Nowadays Sir Colin is more in love with the music’s lyric aspect, audibly so at times. The unfurling of the strings’ rapt eight-bar rejoinder to the piano’s opening statement in the Fourth Concerto can rarely have been more memorably realised (the reach for the accented C major chord in bar 10 is a thing of wonder). After such an opening, Kissin has every right to spend the next 20 minutes contemplating the heavens in his own uniquely affecting way, ably abetted by his attentive accompanists.
Despite Davis’s slowish tempo, Kissin announces himself in the Second Concerto with playing of great brilliance and vernal loveliness. The entire performance is a success, not least the finale where Kissin throws down the gauntlet to the orchestra with a driving molto allegro that sets up to perfection a typically Beethovenian jest in which high seriousness is made to crook its knee to the life-affirming power of play.
Kissin also sets a cracking pace in the Rondo of the rather grander First Concerto, though I would question whether this a true allegro scherzando. Beethoven loved to shock but after a slowish albeit beautifully articulated opening movement (where Kissin aptly and intriguingly uses Beethoven’s shorter second cadenza) and a sublime account of the Largo, this rabid assault on the finale rather unbalances the whole.There is no such lack of balance in the Third Concerto on which many a pianist-conductor combination has come to grief. Once past that rather dourly played ritornello, Kissin and Davis realise the concerto as well as some and better than many.

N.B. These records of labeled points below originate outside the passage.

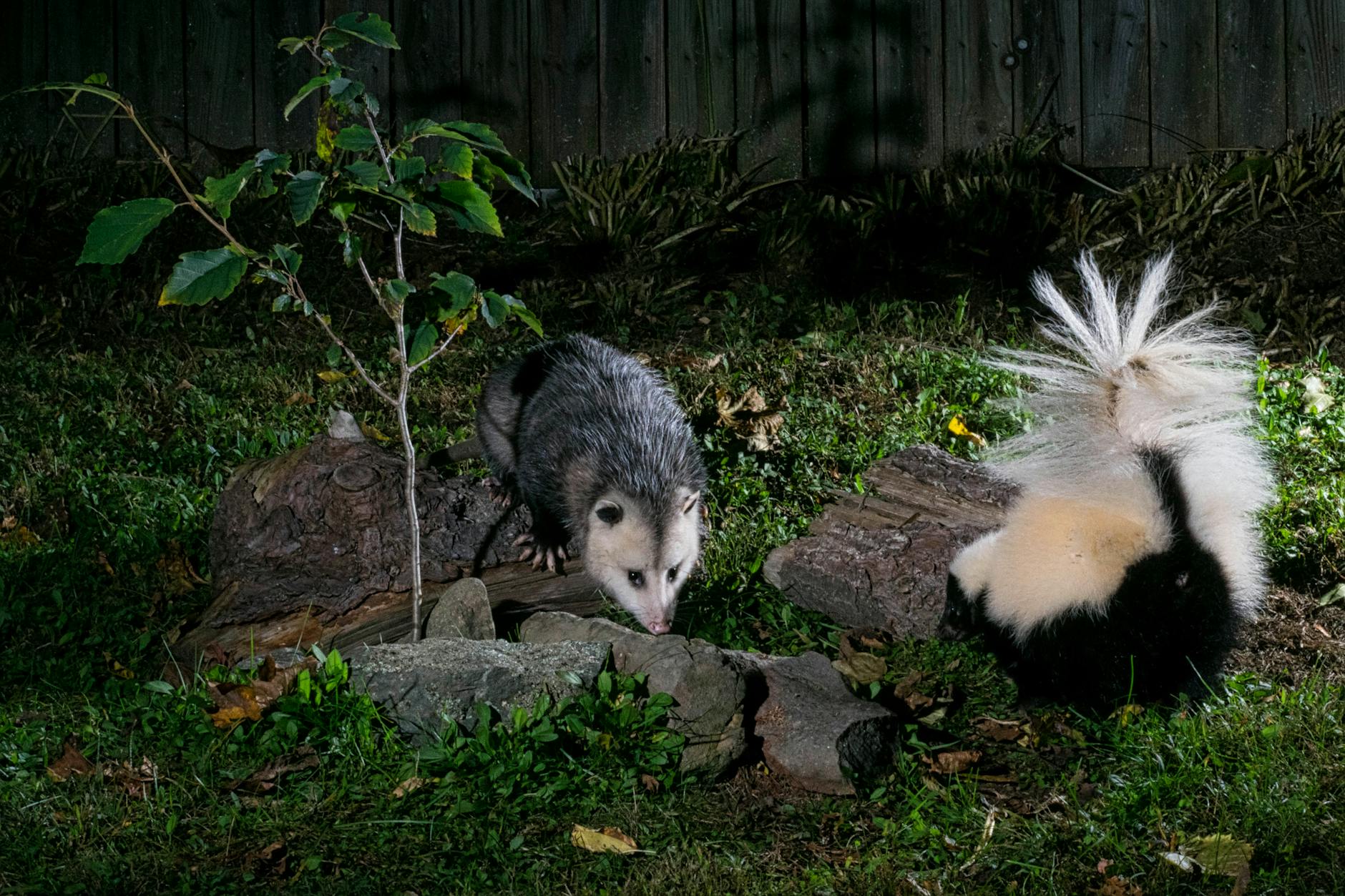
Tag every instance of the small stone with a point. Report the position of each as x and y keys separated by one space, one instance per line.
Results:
x=463 y=610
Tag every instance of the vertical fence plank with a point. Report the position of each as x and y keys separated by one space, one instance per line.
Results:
x=1251 y=73
x=150 y=73
x=1316 y=59
x=278 y=74
x=1184 y=79
x=24 y=120
x=632 y=92
x=1050 y=89
x=565 y=102
x=73 y=54
x=978 y=92
x=700 y=65
x=841 y=88
x=909 y=82
x=220 y=53
x=1115 y=82
x=428 y=69
x=495 y=70
x=770 y=93
x=366 y=62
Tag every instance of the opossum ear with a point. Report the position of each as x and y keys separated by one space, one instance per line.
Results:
x=608 y=511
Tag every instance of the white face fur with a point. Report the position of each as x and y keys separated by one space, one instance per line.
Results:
x=622 y=555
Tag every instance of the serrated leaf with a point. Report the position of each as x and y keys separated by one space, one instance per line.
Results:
x=356 y=139
x=268 y=166
x=423 y=343
x=351 y=248
x=222 y=192
x=494 y=308
x=365 y=172
x=288 y=257
x=304 y=192
x=470 y=206
x=371 y=29
x=203 y=276
x=119 y=230
x=456 y=159
x=409 y=169
x=420 y=220
x=313 y=84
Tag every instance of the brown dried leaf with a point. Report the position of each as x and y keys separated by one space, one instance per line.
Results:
x=610 y=840
x=264 y=779
x=952 y=760
x=863 y=668
x=72 y=762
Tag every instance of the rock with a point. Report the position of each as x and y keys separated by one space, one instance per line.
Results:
x=881 y=558
x=426 y=684
x=708 y=688
x=814 y=731
x=461 y=610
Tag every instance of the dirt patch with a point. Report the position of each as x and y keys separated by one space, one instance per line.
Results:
x=1294 y=639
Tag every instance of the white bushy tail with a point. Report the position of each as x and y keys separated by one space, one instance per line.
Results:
x=1126 y=381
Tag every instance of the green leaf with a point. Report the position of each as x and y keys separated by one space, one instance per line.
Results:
x=288 y=257
x=313 y=84
x=365 y=172
x=398 y=290
x=357 y=139
x=119 y=230
x=494 y=308
x=222 y=192
x=456 y=158
x=351 y=248
x=420 y=220
x=268 y=166
x=470 y=206
x=371 y=29
x=424 y=342
x=304 y=192
x=459 y=287
x=409 y=169
x=202 y=276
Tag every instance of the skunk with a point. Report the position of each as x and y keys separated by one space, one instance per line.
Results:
x=1130 y=556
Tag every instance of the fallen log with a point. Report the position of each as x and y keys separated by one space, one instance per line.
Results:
x=313 y=548
x=881 y=558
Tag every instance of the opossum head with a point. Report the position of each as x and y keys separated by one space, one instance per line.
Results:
x=643 y=555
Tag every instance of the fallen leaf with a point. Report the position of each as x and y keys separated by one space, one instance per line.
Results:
x=72 y=762
x=264 y=779
x=998 y=729
x=750 y=418
x=952 y=760
x=610 y=840
x=958 y=428
x=409 y=786
x=863 y=668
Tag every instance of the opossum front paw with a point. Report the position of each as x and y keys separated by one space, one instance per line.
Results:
x=541 y=552
x=499 y=493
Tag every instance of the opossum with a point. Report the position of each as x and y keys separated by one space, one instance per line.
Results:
x=596 y=447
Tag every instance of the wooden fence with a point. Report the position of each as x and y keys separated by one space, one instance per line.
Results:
x=825 y=87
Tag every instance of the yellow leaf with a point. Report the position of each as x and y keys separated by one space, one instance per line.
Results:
x=958 y=428
x=610 y=840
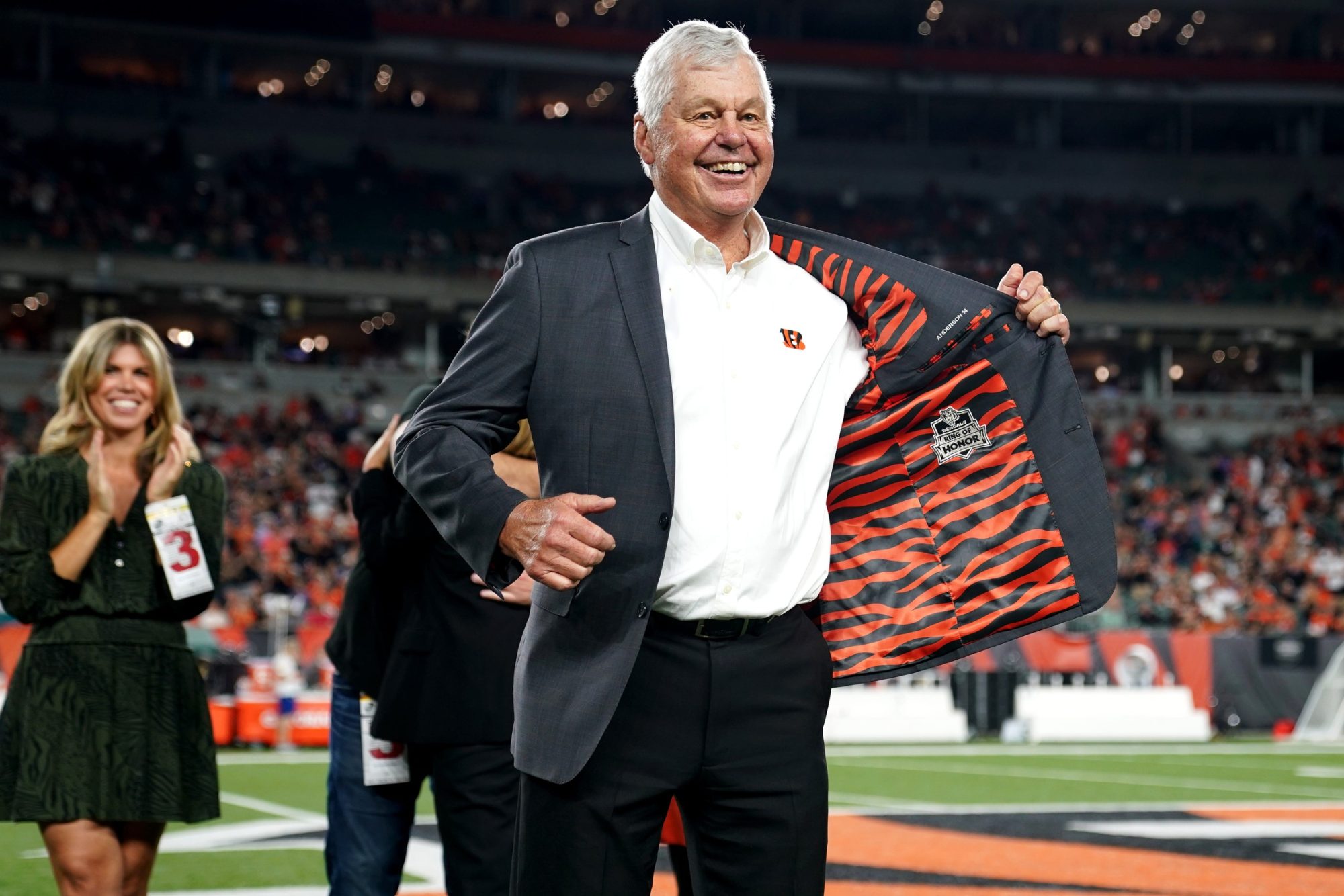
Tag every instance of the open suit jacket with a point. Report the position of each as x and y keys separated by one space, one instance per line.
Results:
x=968 y=502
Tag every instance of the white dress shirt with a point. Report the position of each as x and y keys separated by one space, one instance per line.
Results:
x=764 y=361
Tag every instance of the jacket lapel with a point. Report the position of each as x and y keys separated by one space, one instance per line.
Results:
x=635 y=267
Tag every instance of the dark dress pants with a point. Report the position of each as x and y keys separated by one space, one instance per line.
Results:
x=369 y=828
x=733 y=729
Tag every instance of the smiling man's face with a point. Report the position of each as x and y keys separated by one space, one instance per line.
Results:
x=712 y=152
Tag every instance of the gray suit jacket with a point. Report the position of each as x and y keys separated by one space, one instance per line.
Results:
x=573 y=341
x=1005 y=533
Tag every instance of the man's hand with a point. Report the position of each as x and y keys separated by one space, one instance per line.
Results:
x=554 y=541
x=519 y=592
x=381 y=451
x=1036 y=304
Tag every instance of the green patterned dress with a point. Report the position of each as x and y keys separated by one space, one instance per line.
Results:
x=107 y=714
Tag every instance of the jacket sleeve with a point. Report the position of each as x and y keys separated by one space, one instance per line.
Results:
x=205 y=490
x=30 y=588
x=444 y=457
x=393 y=530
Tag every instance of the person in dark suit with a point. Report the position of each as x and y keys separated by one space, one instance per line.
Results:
x=686 y=390
x=448 y=691
x=416 y=635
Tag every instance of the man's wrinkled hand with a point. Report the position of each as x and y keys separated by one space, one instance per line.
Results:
x=1036 y=306
x=556 y=542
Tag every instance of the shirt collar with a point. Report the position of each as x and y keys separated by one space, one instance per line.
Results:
x=687 y=242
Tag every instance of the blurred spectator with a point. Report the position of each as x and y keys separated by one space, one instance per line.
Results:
x=272 y=208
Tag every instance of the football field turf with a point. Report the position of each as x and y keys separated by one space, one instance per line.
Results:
x=989 y=820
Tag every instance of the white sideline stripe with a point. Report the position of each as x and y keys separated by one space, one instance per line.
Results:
x=1320 y=851
x=1066 y=774
x=1027 y=809
x=1320 y=772
x=303 y=758
x=1210 y=830
x=271 y=809
x=884 y=803
x=1089 y=750
x=249 y=891
x=322 y=757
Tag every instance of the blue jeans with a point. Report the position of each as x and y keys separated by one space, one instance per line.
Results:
x=368 y=828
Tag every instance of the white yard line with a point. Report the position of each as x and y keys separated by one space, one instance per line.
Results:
x=1027 y=809
x=1088 y=750
x=1097 y=778
x=302 y=758
x=269 y=808
x=1320 y=772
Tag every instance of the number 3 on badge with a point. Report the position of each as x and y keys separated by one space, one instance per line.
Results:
x=178 y=543
x=187 y=555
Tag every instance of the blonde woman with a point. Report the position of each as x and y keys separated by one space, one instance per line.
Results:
x=106 y=734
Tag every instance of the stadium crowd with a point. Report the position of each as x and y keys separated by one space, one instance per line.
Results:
x=155 y=197
x=1232 y=541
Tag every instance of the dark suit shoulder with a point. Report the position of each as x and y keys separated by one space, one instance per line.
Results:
x=564 y=242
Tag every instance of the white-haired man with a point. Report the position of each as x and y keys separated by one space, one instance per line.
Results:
x=666 y=652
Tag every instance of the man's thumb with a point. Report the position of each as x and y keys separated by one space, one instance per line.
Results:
x=1010 y=283
x=592 y=504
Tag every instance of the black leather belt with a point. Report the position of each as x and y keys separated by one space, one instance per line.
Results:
x=712 y=629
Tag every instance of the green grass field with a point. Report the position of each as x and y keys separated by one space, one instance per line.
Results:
x=290 y=791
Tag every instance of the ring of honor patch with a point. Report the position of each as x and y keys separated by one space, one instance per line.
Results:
x=958 y=435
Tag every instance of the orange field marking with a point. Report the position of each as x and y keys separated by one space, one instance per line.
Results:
x=868 y=842
x=857 y=889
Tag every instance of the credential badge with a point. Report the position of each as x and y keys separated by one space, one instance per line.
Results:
x=958 y=435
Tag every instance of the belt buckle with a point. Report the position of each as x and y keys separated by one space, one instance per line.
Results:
x=726 y=636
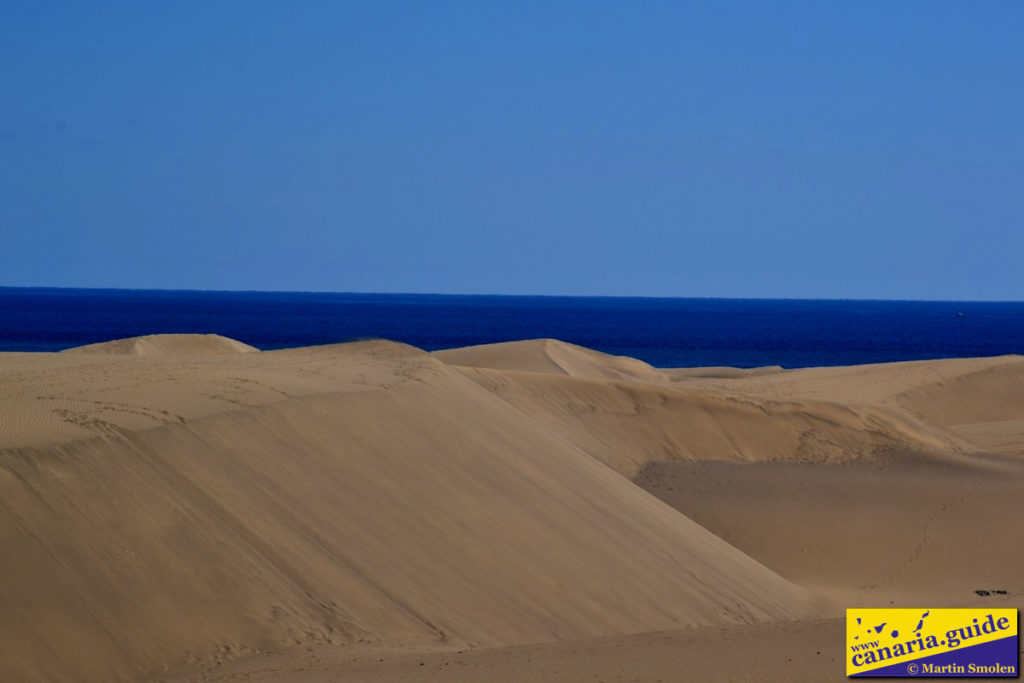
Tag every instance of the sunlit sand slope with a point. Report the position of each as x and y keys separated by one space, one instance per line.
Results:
x=171 y=508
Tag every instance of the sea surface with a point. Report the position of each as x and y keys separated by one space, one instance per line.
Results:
x=743 y=333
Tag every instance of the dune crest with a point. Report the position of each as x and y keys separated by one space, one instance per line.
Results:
x=356 y=495
x=189 y=344
x=553 y=356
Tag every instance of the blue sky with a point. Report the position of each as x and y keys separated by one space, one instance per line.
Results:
x=848 y=150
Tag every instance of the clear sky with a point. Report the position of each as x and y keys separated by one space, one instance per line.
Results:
x=852 y=150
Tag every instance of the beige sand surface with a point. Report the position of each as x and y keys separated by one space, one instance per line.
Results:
x=527 y=511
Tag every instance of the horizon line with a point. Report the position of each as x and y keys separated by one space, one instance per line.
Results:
x=499 y=295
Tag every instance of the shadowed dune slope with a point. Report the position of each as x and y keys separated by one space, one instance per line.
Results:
x=195 y=508
x=172 y=344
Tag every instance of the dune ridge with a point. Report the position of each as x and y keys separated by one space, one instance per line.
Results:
x=181 y=508
x=360 y=495
x=167 y=344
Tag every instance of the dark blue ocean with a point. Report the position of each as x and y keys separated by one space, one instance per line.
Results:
x=743 y=333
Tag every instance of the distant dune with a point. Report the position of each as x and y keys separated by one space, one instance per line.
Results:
x=347 y=512
x=167 y=344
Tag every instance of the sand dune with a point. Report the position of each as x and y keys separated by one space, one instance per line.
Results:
x=172 y=344
x=347 y=495
x=551 y=355
x=165 y=508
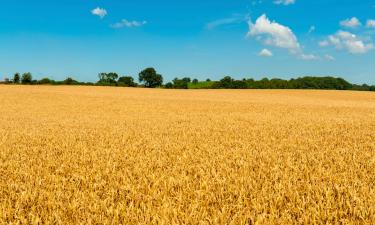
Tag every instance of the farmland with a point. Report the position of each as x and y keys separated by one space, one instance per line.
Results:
x=102 y=155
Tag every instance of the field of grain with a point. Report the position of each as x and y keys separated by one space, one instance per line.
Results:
x=101 y=155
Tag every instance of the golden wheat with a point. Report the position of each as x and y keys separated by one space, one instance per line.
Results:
x=99 y=155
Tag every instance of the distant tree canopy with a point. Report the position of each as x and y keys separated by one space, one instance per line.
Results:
x=150 y=78
x=46 y=81
x=27 y=78
x=126 y=81
x=70 y=81
x=181 y=83
x=108 y=78
x=16 y=78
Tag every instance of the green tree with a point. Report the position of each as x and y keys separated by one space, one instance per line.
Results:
x=150 y=78
x=108 y=78
x=126 y=81
x=16 y=78
x=70 y=81
x=45 y=81
x=26 y=78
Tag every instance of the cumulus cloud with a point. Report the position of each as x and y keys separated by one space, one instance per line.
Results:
x=308 y=57
x=329 y=57
x=126 y=23
x=265 y=53
x=312 y=29
x=348 y=41
x=351 y=23
x=370 y=24
x=274 y=34
x=99 y=12
x=285 y=2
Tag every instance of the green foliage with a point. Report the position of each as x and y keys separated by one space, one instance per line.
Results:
x=201 y=85
x=16 y=78
x=150 y=78
x=27 y=78
x=45 y=81
x=108 y=78
x=169 y=85
x=230 y=83
x=70 y=81
x=126 y=81
x=181 y=83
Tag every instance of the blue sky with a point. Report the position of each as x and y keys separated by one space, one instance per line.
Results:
x=200 y=39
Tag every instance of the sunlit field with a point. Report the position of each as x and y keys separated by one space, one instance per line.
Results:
x=102 y=155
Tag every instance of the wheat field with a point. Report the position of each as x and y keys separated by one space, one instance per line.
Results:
x=101 y=155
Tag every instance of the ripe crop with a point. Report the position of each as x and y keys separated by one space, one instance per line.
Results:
x=100 y=155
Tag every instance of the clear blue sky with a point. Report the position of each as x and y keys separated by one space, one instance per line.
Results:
x=200 y=39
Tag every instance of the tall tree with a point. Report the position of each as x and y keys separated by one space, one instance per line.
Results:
x=16 y=78
x=26 y=78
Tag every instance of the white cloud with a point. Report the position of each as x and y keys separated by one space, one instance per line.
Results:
x=265 y=53
x=370 y=24
x=351 y=23
x=348 y=41
x=99 y=12
x=312 y=29
x=324 y=43
x=308 y=57
x=225 y=21
x=125 y=23
x=285 y=2
x=329 y=58
x=274 y=34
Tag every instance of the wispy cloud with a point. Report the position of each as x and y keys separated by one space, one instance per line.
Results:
x=237 y=18
x=351 y=23
x=285 y=2
x=99 y=12
x=126 y=23
x=265 y=53
x=370 y=24
x=348 y=41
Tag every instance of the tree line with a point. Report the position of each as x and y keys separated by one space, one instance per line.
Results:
x=149 y=78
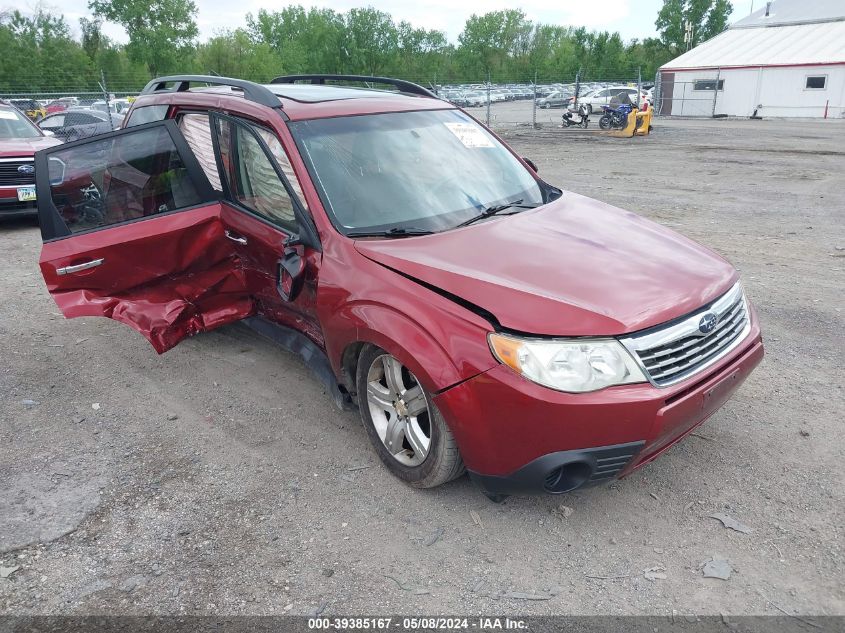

We know from their earlier recordings how fine both soloist and conductor are in the Emperor Concerto and this new version does not disappoint. Kissin’s realisation of the big opening cadenza is broadly phrased in the Russian manner, subtler and less extreme than Pletnev in his recent recording (DG, 6/08). As in the Fourth Concerto, the agogic freedom Kissin allows himself in moments of visionary meditation is underwritten both by the orchestra and his own capacity to return swiftly and pointedly to the tempo primo.
A sterner producer might have persuaded Davis to provide a grunt-free start to the string recitative that begins the slow movement of the Fourth Concerto. The exchanges, stilted at first, shed self-consciousness as the dialogue evolves and quietens. And the finale is a delight, the scherzando and visionary elements held in perfect balance.